“I really like her as a teacher, she can’t help that her topic is soft and fluffy”.
“If I wanted to get touchy-feely I would have studied psychology”
These two comments from one of my early teaching evaluations offer a candid snapshot of how contemplative practices are often viewed by our students, especially as they begin their medical training.
Initially I took the resistance on board as a problem that I could fix. I took to storytelling my lived experience of reflection-in-action and shared my vulnerability, for this was what I was asking of our students. Admittedly this helped increase student engagement a little, yet reflective practice was still met with some eye-rolling, and comments such as “we just make something up when we journal”. Whilst I appreciated my student’s honesty, to be truthful, I was disappointed!
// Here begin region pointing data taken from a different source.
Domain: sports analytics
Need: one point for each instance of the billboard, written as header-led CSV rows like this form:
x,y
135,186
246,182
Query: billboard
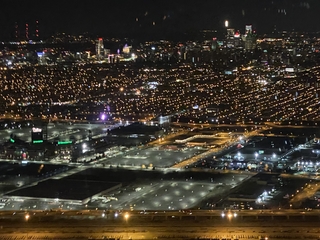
x,y
36,135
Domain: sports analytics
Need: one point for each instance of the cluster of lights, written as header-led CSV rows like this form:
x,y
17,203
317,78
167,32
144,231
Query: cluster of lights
x,y
229,215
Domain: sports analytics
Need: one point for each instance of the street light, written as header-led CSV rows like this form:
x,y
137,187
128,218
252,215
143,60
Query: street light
x,y
126,216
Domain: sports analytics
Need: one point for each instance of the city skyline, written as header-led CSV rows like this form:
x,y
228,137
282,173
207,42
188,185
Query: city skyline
x,y
155,19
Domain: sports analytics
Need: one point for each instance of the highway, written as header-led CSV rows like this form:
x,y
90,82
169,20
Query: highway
x,y
171,228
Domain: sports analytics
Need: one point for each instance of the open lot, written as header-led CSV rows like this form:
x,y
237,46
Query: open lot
x,y
152,157
61,131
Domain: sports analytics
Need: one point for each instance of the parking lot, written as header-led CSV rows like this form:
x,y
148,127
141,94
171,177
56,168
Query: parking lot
x,y
152,157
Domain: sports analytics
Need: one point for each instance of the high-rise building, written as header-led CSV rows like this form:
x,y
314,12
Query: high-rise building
x,y
248,29
37,30
99,48
250,41
27,31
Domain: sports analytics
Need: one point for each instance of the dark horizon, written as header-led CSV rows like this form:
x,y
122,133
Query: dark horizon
x,y
156,18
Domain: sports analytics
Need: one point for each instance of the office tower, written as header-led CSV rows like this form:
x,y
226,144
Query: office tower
x,y
99,48
37,30
27,31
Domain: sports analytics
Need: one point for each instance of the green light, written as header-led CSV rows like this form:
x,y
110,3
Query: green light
x,y
64,142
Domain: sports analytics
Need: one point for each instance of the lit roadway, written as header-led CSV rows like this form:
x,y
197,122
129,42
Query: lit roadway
x,y
160,225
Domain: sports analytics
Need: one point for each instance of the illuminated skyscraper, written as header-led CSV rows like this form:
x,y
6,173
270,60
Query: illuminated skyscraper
x,y
99,48
27,31
248,29
37,30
Fast forward eight years, and reflection and contemplation are largely still seen as the bridesmaid to propositional knowledge (book smarts) and the technical skills that sit predominately within the cognitive and psychomotor domains of medicine. What I have learnt in this time is that the highly subjective nature of attending to feelings can be challenging for students who are used to learning structured content. Responding to experience in first person is highly personal, and emotional awareness is also often a new skill to be developed alongside those of critical reflection. If given a choice, I have no doubt that a large percentage of students would readily retreat to the safety of cognitive reflection, that tells of what we do, rather than of our world views and who we are. Perhaps I would do the same in their shoes.
I have also seen how combined experiential and affective reflective approaches help students to deliberately attend to their values and engage in sense-making that ultimately helps them cultivate and move towards embodiment of the values of the medical profession. Our research has shown that contemplative practices help our students to develop resilience, empathic ability and the human capabilities required for navigating the inherently complex landscape of contemporary medical practice.[1]
These days, as a more-seasoned educator of ‘the fluffy stuff’, I have learnt that I cannot “teach” students to abandon their resistance to affective reflection. What I can do is support them to trust the process so they can experience its value firsthand, when they are ready.
I often liken championing reflective journalling in our medical curriculum to my stance when my kids baulked at eating their veggies when they were toddlers. There will most likely be resistance in the beginning, and students may take considerable time to see the benefit, but so much would be lost if we took it away!
Linda Humphreys
Medical Educator
Griffith University
- Chan, K.D., et al., Beyond communication training: The MaRIS model for developing medical students’ human capabilities and personal resilience. Medical Teacher, 2020. 42(2): p. 187-195.